In the quantitative student surveys, over 50 000 students participated, in addition to more than 18 000 alumni and almost 5000 staff members from higher education institutions, as well as employer representatives and institutional responses. In total, there was almost 79 000 responses analysed.
The key results from the study were published today. Five key findings are highlighted – related to the rationales to undertake Erasmus mobility, its relationship to employability, influence on future career, personal relationships and the benefits to staff and higher education institutions.
Perhaps unexpected, 90% of mobile students highlight the importance of having experience with living abroad as a rationale for Erasmus, along with language improvement and benefits to employability. Furthermore, the results highlight the inclusiveness of Erasmus, as very few of non-mobile students report barriers due to selection.

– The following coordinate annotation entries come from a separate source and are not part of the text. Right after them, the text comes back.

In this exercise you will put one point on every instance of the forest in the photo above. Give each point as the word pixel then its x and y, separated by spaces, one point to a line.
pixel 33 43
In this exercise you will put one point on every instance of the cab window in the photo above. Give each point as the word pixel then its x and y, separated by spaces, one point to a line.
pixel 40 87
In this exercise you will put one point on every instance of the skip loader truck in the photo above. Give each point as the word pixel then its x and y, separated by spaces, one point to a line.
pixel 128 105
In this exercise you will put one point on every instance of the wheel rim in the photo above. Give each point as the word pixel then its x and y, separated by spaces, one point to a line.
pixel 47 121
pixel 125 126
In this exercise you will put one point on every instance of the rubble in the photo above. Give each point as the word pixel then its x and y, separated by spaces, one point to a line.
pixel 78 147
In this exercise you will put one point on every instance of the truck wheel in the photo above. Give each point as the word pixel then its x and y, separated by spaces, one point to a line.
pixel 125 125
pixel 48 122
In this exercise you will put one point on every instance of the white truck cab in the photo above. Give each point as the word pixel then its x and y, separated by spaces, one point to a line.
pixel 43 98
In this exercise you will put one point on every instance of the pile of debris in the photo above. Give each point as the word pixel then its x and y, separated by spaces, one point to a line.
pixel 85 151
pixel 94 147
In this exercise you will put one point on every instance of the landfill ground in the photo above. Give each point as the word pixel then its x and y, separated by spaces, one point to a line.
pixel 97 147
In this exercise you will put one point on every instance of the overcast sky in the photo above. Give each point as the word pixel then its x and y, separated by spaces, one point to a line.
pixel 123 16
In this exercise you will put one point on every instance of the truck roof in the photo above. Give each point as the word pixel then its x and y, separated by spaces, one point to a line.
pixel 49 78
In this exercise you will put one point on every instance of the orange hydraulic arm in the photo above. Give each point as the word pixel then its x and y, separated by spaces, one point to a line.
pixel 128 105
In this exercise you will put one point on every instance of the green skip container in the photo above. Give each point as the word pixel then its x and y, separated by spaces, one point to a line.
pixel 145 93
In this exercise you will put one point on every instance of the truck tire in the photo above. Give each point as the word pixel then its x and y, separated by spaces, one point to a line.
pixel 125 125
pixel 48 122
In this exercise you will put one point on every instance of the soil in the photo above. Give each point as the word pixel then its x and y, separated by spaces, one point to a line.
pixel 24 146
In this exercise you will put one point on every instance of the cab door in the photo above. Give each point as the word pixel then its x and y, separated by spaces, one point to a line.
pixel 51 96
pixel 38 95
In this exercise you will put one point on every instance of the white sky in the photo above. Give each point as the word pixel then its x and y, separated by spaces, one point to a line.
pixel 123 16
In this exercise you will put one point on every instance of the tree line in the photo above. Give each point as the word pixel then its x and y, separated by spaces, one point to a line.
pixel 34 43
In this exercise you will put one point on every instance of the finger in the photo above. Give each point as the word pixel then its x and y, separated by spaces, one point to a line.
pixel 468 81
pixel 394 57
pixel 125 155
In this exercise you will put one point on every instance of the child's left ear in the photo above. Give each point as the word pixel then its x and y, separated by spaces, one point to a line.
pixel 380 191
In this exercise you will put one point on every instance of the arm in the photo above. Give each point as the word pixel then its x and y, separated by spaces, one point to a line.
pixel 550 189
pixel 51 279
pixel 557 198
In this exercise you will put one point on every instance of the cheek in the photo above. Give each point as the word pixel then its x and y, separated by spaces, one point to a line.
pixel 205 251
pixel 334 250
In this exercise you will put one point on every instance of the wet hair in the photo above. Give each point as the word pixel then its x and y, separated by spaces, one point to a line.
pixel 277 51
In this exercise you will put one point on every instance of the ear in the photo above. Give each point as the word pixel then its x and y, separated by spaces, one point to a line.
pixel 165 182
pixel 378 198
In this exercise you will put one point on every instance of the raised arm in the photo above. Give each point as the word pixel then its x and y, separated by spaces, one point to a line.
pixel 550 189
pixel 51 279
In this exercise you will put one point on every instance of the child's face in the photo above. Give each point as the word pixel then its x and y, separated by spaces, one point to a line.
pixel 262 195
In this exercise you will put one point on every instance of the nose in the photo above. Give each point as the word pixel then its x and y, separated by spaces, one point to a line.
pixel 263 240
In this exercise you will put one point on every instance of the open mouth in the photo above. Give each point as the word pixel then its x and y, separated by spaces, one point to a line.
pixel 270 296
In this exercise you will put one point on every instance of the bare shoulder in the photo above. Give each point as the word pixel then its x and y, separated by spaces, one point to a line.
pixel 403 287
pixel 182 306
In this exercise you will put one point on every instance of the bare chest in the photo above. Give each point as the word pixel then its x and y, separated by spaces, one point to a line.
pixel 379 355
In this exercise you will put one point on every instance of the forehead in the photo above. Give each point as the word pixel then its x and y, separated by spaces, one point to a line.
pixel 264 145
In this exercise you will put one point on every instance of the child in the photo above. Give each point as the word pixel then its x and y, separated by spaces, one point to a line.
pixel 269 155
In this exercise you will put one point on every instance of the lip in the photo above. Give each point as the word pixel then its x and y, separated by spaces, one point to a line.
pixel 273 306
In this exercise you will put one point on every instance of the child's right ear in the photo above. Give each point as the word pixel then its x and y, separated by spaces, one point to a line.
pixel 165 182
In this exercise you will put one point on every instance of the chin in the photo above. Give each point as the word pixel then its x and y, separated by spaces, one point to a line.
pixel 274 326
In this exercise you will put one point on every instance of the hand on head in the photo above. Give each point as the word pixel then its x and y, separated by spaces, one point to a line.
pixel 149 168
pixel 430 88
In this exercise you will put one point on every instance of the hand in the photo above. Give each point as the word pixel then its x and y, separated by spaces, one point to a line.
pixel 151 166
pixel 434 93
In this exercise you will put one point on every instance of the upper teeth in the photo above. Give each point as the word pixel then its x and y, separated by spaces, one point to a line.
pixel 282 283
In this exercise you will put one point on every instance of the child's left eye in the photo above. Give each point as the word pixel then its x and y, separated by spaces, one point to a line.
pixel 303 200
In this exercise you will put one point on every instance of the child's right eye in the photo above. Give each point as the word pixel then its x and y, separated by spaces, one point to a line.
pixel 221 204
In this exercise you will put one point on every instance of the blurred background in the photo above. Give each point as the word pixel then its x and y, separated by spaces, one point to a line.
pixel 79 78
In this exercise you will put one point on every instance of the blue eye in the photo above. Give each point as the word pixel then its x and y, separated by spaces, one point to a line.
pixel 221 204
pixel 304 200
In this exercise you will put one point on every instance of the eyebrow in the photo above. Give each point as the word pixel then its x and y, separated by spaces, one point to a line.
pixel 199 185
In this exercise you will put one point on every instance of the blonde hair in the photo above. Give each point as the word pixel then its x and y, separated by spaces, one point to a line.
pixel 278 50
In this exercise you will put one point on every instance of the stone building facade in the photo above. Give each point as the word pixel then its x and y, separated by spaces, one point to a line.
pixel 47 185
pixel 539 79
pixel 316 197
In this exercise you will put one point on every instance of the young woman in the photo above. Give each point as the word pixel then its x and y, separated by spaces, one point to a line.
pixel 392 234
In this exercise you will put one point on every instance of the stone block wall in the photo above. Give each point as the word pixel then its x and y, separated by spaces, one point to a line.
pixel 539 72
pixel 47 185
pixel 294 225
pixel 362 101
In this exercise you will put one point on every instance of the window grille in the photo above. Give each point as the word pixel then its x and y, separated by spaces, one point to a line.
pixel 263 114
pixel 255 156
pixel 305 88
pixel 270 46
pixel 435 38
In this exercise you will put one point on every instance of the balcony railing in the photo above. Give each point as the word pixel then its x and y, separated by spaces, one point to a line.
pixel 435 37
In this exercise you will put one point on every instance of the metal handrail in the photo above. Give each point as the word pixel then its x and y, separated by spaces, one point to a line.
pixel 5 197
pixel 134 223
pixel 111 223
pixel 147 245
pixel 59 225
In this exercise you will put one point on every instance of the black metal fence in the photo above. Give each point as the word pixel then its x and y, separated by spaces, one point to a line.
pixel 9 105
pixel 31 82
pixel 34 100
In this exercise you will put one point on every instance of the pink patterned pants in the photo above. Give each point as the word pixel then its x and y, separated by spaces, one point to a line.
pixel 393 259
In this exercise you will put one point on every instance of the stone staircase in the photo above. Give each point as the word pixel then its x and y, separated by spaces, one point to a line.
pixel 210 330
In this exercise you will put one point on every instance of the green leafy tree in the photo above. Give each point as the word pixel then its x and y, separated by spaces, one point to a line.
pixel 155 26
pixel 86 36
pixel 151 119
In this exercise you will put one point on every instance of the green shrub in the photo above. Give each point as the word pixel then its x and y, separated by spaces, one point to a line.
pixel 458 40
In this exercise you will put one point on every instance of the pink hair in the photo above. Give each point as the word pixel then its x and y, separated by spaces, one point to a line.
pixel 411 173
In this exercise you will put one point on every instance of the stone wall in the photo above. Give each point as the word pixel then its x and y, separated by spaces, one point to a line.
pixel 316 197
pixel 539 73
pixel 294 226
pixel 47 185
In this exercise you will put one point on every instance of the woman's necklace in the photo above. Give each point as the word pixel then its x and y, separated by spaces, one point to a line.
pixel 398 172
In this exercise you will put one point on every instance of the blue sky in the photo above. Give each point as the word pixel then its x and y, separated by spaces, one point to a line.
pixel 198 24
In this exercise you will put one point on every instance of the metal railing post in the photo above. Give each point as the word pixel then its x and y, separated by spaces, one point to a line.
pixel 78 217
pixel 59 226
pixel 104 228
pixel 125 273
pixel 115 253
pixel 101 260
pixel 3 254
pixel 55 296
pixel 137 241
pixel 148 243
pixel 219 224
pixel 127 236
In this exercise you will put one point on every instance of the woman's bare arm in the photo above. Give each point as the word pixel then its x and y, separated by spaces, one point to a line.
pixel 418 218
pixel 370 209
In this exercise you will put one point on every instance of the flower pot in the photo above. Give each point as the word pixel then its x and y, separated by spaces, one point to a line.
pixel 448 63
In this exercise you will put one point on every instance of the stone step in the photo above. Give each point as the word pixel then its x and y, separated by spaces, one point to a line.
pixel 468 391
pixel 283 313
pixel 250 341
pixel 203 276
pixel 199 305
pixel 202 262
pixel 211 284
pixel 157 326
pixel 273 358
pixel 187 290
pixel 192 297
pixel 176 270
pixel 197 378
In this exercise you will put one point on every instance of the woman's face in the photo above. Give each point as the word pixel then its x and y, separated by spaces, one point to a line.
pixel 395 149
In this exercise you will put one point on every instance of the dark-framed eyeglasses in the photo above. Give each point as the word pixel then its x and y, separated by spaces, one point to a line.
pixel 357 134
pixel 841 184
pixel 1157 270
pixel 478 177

While there often seems to be a widespread and rather taken for granted assumption that mobility leads to enhanced employability, the study also found empirical evidence for the fact that employers find this increasingly important: the number of employers who found experience abroad as important for employability has nearly doubled – now at 64%. Furthermore, the study examined the effect in terms of personality traits of students and found positive effects. Furthermore, positive effects were also identified on future career – both in terms of employment opportunites and employment mobility. As such it does appear that Erasmus plays an important role in facilitating a mobile working force in Europe. This can also be related to the fact that the study identified that those who had been mobile were more likely to have a life partner of different nationality, and almost a third of Erasmus alumni had met their partner during their stay abroad.
Often highlighted as a success story of Europeanization of higher education in Europe, higher education institutions in the study also highlighted the role of Erasmus in their internationalization activities, with positive effects on staff development.